Almost Missing -18-

130 17 0
                                    

Suasana yang sepi dengan hembusan angin syahdu. Entah bagaimana, Aelke dan Morgan sudah berada di pemakaman yang tampak sepi tanpa seseorang pun.

Sebuah nisan bertuliskan Mey Riska membuat Aelke sesenggukan di sisi pusara. Itu adalah pusara ibu kandungnya yang berada di Jakarta.

"Mama lo udah tenang, jangan dinangisin..." Morgan mengelus lembut pundak Aelke yang tengah menangis.

"Gue seneng banget... Bisa meluk mama gue kemaren..." ucap Aelke sambil mengusap air matanya. Morgan dan Aelke terdiam dan bangun sedikit menjauh dari pusara Mey Riska, saat seorang gadis kecil berusia 6 tahun datang dengan keranjang bunga warna-warni di tangannya bersama seorang lelaki paruh baya yang menuntunnya.

"Itu bokap lo? Itu elo? Iya, kan?" bisik Morgan, Aelke mengangguk.
Gadis kecil itu lalu berjongkok dan mengusap nisan dengan telapak tangan mungilnya.

"Apa kabar, mama? Mama gak kangen sama aku?" tanyanya polos sambil mengikuti ayahnya yang mencabuti rumput nakal di atas pusara.

"Mama, aku mau ketemu mama. Papa bilang, cara ketemu mama cuma satu, selalu berbuat baik sama siapapun." ujar Aelke kecil sambil menaburkan bunga-bunga ke atas pusara mamanya.

"Riska, Aelke udah lancar baca. Semoga disana, kamu tenang dan damai nunggu kita." ucap sang ayah tersenyum miris sambil menaburkan bunga.

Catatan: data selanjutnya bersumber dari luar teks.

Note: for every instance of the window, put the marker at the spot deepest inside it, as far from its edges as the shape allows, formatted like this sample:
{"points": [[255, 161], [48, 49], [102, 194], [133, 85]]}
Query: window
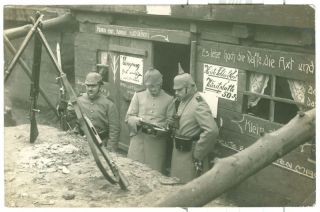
{"points": [[273, 98], [102, 65]]}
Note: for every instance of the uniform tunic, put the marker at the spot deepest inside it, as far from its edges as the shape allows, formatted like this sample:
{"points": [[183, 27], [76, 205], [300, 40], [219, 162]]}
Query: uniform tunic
{"points": [[146, 148], [103, 114], [195, 119]]}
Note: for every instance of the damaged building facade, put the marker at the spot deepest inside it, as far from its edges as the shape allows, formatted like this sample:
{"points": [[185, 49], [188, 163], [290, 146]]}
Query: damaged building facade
{"points": [[254, 64]]}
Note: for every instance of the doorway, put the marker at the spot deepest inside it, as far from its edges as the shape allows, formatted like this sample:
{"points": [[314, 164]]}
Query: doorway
{"points": [[166, 59]]}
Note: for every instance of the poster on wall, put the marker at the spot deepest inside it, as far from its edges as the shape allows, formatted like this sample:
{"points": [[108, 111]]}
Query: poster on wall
{"points": [[131, 69], [221, 81]]}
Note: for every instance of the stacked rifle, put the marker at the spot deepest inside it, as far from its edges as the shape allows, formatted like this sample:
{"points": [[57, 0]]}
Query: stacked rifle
{"points": [[107, 166]]}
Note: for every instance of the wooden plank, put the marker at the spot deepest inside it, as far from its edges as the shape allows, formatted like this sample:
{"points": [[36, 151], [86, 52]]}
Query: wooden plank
{"points": [[90, 17], [129, 50], [86, 27], [310, 95], [162, 35], [302, 16], [219, 37], [246, 124], [280, 63]]}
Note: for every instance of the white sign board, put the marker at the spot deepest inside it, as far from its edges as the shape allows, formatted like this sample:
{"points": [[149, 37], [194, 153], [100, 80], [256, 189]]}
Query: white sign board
{"points": [[220, 80], [131, 69], [212, 101]]}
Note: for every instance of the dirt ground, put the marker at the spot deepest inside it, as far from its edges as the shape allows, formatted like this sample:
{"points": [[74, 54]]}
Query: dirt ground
{"points": [[58, 170]]}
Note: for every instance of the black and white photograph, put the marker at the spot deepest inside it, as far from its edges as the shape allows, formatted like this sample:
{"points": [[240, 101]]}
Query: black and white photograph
{"points": [[182, 106]]}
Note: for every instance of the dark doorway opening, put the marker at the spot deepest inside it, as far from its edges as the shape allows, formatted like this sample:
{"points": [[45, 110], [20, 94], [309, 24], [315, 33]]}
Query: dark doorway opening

Aelke dan Morgan hanya terdiam melihat semua itu. Setelah beberapa saat melepas rindu dengan do'a-do'a yang terpanjat, Aelke kecil dan ayahnya pergi saling berdampingan meninggalkan pemakaman.

"Lo waktu kecil aja tegar begitu. Sekarang harus bisa kayak gitu, dong." ujar Morgan, Aelke berusaha mencerna semuanya.

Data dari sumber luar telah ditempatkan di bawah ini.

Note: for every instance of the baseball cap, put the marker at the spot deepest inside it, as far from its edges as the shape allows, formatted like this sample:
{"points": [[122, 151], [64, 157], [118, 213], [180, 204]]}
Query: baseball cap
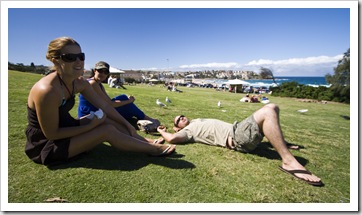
{"points": [[102, 65]]}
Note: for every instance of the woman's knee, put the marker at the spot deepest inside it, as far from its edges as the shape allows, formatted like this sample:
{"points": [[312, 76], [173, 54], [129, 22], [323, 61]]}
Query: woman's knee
{"points": [[273, 107], [122, 97]]}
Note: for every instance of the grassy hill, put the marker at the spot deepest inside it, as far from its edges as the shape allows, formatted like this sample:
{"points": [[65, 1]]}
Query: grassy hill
{"points": [[197, 173]]}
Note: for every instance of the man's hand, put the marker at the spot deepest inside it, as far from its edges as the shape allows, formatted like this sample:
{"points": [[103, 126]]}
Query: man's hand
{"points": [[161, 128]]}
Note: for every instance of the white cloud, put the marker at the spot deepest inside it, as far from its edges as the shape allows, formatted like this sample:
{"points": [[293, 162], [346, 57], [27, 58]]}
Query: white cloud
{"points": [[310, 66], [297, 61], [230, 65]]}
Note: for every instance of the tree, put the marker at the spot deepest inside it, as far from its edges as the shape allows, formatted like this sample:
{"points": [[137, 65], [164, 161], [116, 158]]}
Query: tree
{"points": [[341, 72], [266, 73]]}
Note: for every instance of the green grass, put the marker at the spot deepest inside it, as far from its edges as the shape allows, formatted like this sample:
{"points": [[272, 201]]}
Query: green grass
{"points": [[197, 173]]}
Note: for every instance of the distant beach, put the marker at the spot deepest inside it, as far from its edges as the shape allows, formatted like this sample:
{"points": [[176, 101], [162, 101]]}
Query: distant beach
{"points": [[311, 81]]}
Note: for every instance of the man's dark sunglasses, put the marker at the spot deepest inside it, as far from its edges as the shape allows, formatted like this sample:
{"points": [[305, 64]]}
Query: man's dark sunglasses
{"points": [[103, 71], [72, 57], [178, 120]]}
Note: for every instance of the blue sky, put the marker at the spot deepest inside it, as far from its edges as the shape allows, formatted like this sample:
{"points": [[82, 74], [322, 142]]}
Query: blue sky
{"points": [[290, 41]]}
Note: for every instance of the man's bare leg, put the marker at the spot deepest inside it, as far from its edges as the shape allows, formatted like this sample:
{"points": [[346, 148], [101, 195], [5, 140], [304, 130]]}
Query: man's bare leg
{"points": [[268, 120]]}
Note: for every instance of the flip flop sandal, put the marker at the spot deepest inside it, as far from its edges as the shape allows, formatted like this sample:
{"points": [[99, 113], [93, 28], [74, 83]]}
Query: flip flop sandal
{"points": [[168, 151], [292, 172]]}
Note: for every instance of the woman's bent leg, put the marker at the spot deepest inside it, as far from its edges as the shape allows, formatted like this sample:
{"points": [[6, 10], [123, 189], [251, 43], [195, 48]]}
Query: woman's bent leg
{"points": [[109, 133]]}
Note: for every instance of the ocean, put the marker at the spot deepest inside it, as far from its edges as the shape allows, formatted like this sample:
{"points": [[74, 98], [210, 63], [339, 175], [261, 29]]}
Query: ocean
{"points": [[311, 81]]}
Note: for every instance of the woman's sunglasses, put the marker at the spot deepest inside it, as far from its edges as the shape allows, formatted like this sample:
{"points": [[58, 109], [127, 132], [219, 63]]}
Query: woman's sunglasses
{"points": [[103, 71], [71, 57], [178, 120]]}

Selang beberapa saat, terlihat seorang wanita dengan payung hitam menaunginya datang menuntun seorang bocah kecil. Dan ada seorang lelaki yang berjalan di belakang mereka. Ini adalah potret Morgan kecil bersama mamanya, Elizabeth.

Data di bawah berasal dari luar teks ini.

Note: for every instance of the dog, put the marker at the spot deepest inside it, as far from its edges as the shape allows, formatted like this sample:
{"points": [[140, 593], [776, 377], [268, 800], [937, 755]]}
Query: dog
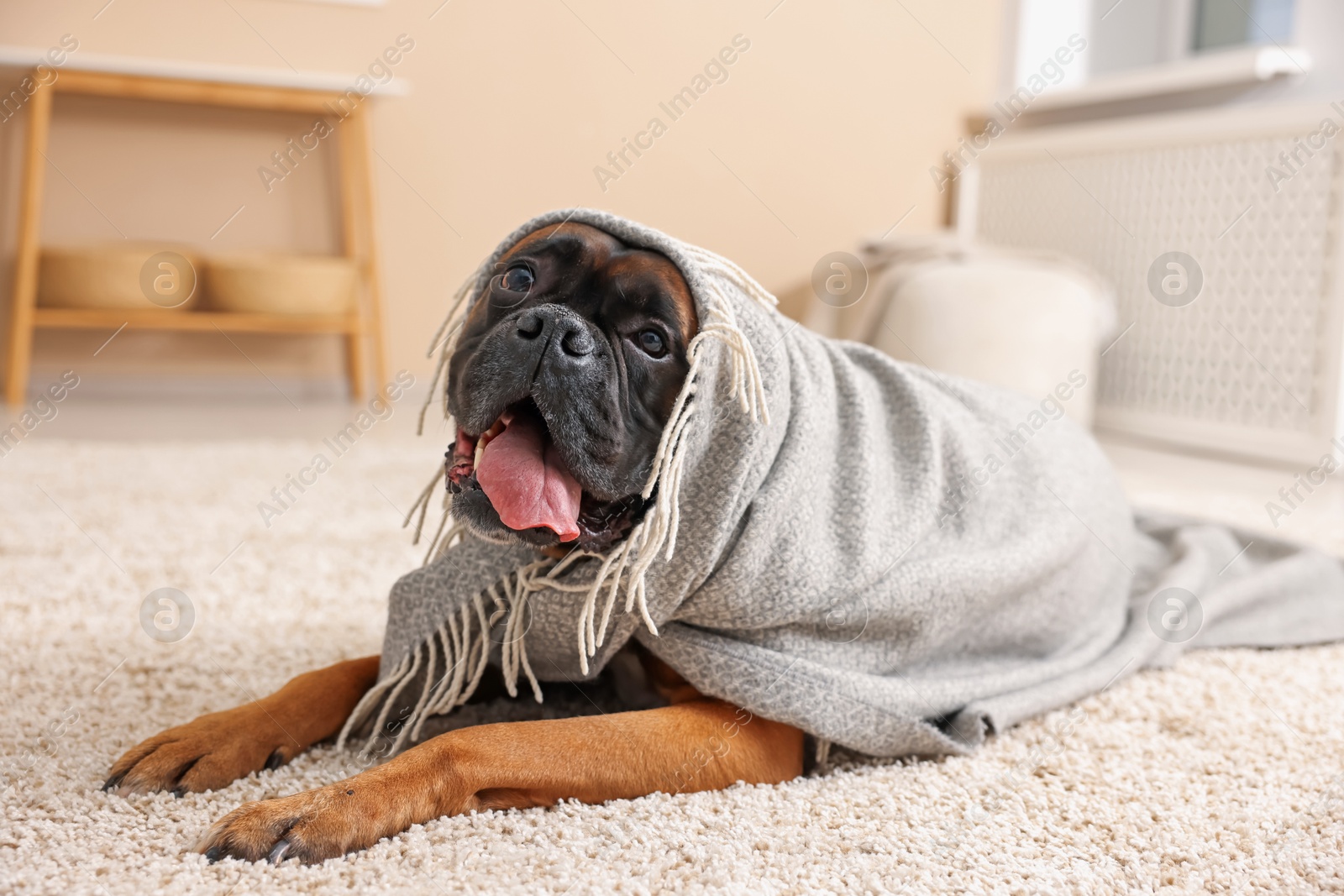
{"points": [[570, 369]]}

"Ini makam bidan Mey Riska. Beliau meninggal 6 tahun lalu. Dan maaf, saya baru menemukan Anda saat ini karena banyak sekali pekerjaan saya selama ini. Terima kasih sudah jauh-jauh datang dari Singkawang." ujar seorang pria tersebut memberitahu pusara mama Aelke. Dengan sopan, pria itu memberikan sebuah kado usang kepada mama Morgan, dan mama Morgan menerimanya sambil tersenyum dengan mata yang tertutup kacamata hitam.

Aelke dan Morgan yang masih berdiri disana hanya termenung melihatnya. Bahkan, Morgan kecil pernah mengunjungi makam mama Aelke, dan ia tidak ingat semua itu saat ini.
Tak lama, tak sempat melihat adegan apapun lagi di pemakaman bidan Mey Riska. Tanah pemakaman tiba-tiba bergetar dan membawa mereka ke zona lain dengan hembusan angin yang begitu menyejukkan.

***

Aelke dan Morgan sudah memijakkan kaki mereka di sebuah halaman rumah yang lumayan besar. Ini masih nampak rumah Morgan dengan tampilan yang lebih bagus.

"Wuih, gue ganteng akut, tuh!" pekik Morgan saat melihat dirinya yang memakai seragam SMA dan baru turun dari motor sportnya.
Aelke memicingkan matanya saat melihat Morgan ABG, satu yang ada di benaknya sekarang, Morgan tampan!
Morgan dengan santai memasuki pekarangan rumahnya. Disana sudah berdiri sang ayah dengan tangan yang menyila di depan dadanya.

"Dari mana saja? Kita harus bicara!" ujar sang ayah, Morgan mendelik dan memerhatikan ayahnya dengan seksama.

"Mau ngomong apa, pa?" tanya Morgan. Sang ayah tidak menjawab, ia langsung memasuki rumah dan Morgan mengekor di belakangnya. Aelke dan Morgan langsung ikut ke dalam dengan mudah karena pintu tidak ditutup.

"Jadi, kamu mau kuliah dimana? Papa sudah ada opsi jurusan menejemen yang bagus." ujar sang papa, Morgan mendengus kesal.

"Morgan mau ambil jurusan arsitek, pa. Bukan menejemen!" jawab Morgan, ini kesekian kalinya Morgan beradu argumen dengan ayahnya dan tetap membicarakan hal yang sama.